Project A Part II (; aka Jackie Chan’s Project A II; released in the Philippines as Super Fighter) is a 1987 Hong Kong action film starring and directed by Jackie Chan, who also writer with Edward Tang, who also producer with Raymond Chow, Leonard Ho. It is the sequel to the 1983 film Project A. Jackie Chan plays Sergeant Dragon Ma once again, but his co-stars from the previous film, Sammo Hung and Yuen Biao, are absent. The film was released on 19 August 1987.

Plot
Continuing from where the first film left off, the pirates vow that they must kill Dragon Ma for revenge. On recommendation of the Chief of Marine Force, Dragon Ma is transferred to be in charge of the district of Sai Wan after the Superintendent, Chun, is thought to be staging his arrests. Though Chun has an excellent record, the "criminals" he has been engaging are shot and killed, so there is no evidence against him.

Dragon Ma and his subordinates meet Yesan and her cousin, Carina, at a teahouse. He learns that Carina is a member of the Chinese revolutionaries headed by Dr Sun Yat-sen. Dragon identifies himself as the new superintendent of Sai Wan Police Station, after realizing that all of his policemen except one has been taking bribes. Ho, the only upright policeman around, tells them that a gangster named Tiger Ow with gambling dens and other illegal businesses is the kingpin of the town.

As his men at the police station are too cowardly, Dragon is forced to confront Tiger with only Ho and the three friends he brought with him from the Marine Police. Following a big fight where the policemen are badly outnumbered, the Marine Police show up with guns and force the gangsters to surrender. After one last fight with Ow, all the gangsters are sent to prison, inspiring the police at the station to do a better job.

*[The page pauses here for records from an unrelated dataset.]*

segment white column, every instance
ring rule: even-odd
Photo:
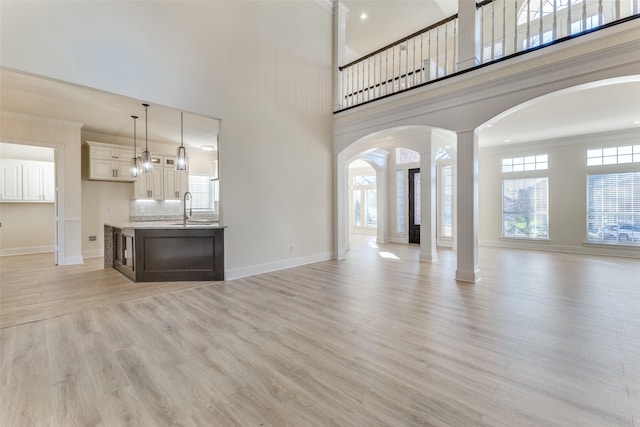
[[[428,148],[420,152],[420,261],[438,260],[436,249],[436,161]]]
[[[342,79],[338,67],[344,64],[345,35],[347,28],[347,13],[349,9],[340,2],[333,2],[333,107],[334,111],[342,107]]]
[[[480,64],[480,24],[475,0],[458,0],[458,70]]]
[[[389,241],[389,220],[387,216],[389,206],[389,152],[383,155],[382,166],[376,168],[376,209],[377,209],[377,242]]]
[[[334,203],[333,211],[333,257],[334,259],[345,259],[347,251],[347,165],[344,154],[337,154],[333,158],[333,188]]]
[[[478,133],[458,133],[458,265],[456,280],[476,283],[478,269]]]

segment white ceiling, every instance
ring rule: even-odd
[[[369,53],[456,12],[457,0],[343,0],[347,15],[346,42],[352,50]],[[360,14],[367,13],[367,20]],[[492,120],[480,131],[480,145],[493,146],[618,129],[639,128],[640,76],[627,81],[591,85],[552,94],[521,105]],[[83,130],[132,137],[138,115],[138,141],[144,138],[143,100],[83,86],[0,69],[3,111],[83,124]],[[194,114],[184,119],[187,146],[215,144],[218,121]],[[152,105],[149,140],[180,141],[180,112]]]
[[[347,62],[435,24],[458,11],[458,0],[342,0],[348,9]],[[360,19],[362,13],[367,19]],[[480,131],[480,146],[640,129],[640,76],[589,85],[533,100]],[[634,123],[635,122],[635,123]],[[506,142],[509,141],[509,142]]]
[[[348,9],[345,43],[350,60],[376,51],[454,15],[458,0],[342,0]],[[366,13],[367,19],[360,19]]]
[[[133,140],[132,115],[138,116],[137,139],[144,143],[144,101],[0,68],[3,111],[81,124],[82,130]],[[148,110],[149,140],[180,143],[180,111],[160,105]],[[184,144],[216,145],[218,121],[184,113]],[[132,142],[133,144],[133,142]]]

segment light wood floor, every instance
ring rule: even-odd
[[[482,247],[471,285],[453,252],[360,243],[145,291],[92,262],[2,260],[3,311],[6,283],[57,284],[34,299],[66,308],[0,330],[0,425],[640,427],[638,260]],[[98,296],[74,308],[84,285]]]

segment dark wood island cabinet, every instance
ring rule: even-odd
[[[105,268],[115,268],[135,282],[224,280],[224,228],[105,224]]]

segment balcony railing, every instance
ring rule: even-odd
[[[640,17],[640,0],[485,0],[481,65]],[[458,15],[340,67],[338,111],[458,73]]]

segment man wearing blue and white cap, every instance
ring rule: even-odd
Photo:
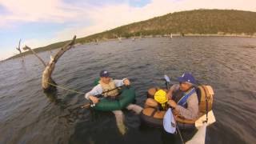
[[[168,104],[186,119],[195,120],[198,117],[198,98],[195,79],[190,73],[178,78],[179,84],[173,85],[168,91]]]
[[[116,87],[119,87],[122,85],[130,85],[130,81],[127,78],[123,78],[122,80],[113,80],[110,78],[110,74],[106,70],[102,70],[99,74],[100,81],[99,84],[94,86],[90,91],[86,94],[85,98],[86,99],[90,99],[94,103],[98,103],[99,102],[98,98],[95,95],[102,94],[104,93],[105,97],[110,97],[112,98],[116,98],[118,95],[118,90]],[[136,114],[139,114],[142,108],[136,104],[129,104],[126,106],[127,110],[134,110]],[[122,110],[114,110],[112,111],[116,118],[117,125],[120,132],[124,134],[126,133],[126,126],[124,125],[124,114]]]
[[[102,94],[103,92],[105,92],[105,97],[108,96],[114,98],[118,94],[118,90],[116,89],[116,87],[122,85],[130,85],[130,81],[127,78],[123,78],[122,80],[113,80],[110,77],[110,73],[106,70],[102,70],[99,74],[99,76],[100,81],[98,84],[85,95],[86,99],[90,99],[95,104],[98,102],[98,98],[94,95]],[[106,93],[106,91],[109,92]]]

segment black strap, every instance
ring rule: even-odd
[[[156,108],[154,109],[153,113],[150,114],[150,117],[154,117],[154,114],[158,111]]]

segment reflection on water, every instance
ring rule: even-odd
[[[215,92],[217,119],[207,128],[206,143],[256,142],[256,41],[243,38],[174,38],[110,41],[79,46],[56,64],[53,79],[69,89],[86,92],[98,72],[128,78],[141,106],[152,86],[190,71]],[[56,50],[53,51],[56,53]],[[40,53],[49,61],[49,52]],[[0,63],[0,143],[181,143],[178,135],[143,126],[139,116],[123,110],[124,135],[111,112],[80,109],[83,94],[41,88],[43,66],[29,55]],[[182,132],[185,140],[194,132]]]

Dragon is put in charge of the Governor's security for a birthday ball he is throwing for his adopted daughter. Chun collaborates with a group of revolutionaries to implicate Dragon in a theft of the Governor's diamond pendant, and Dragon is arrested. After the ball, Carina is kidnapped by agents of the Empress Dowager, who are working with Chun; they trap her in a wardrobe at Yesan's house. Yesan, Li, Ma, and Ho arrive. Li hides but ends up threatened by one of the imperial agents. Ma and Ho, who are handcuffed together, enter the bathroom. While they are in the bathroom, the commissioner arrives.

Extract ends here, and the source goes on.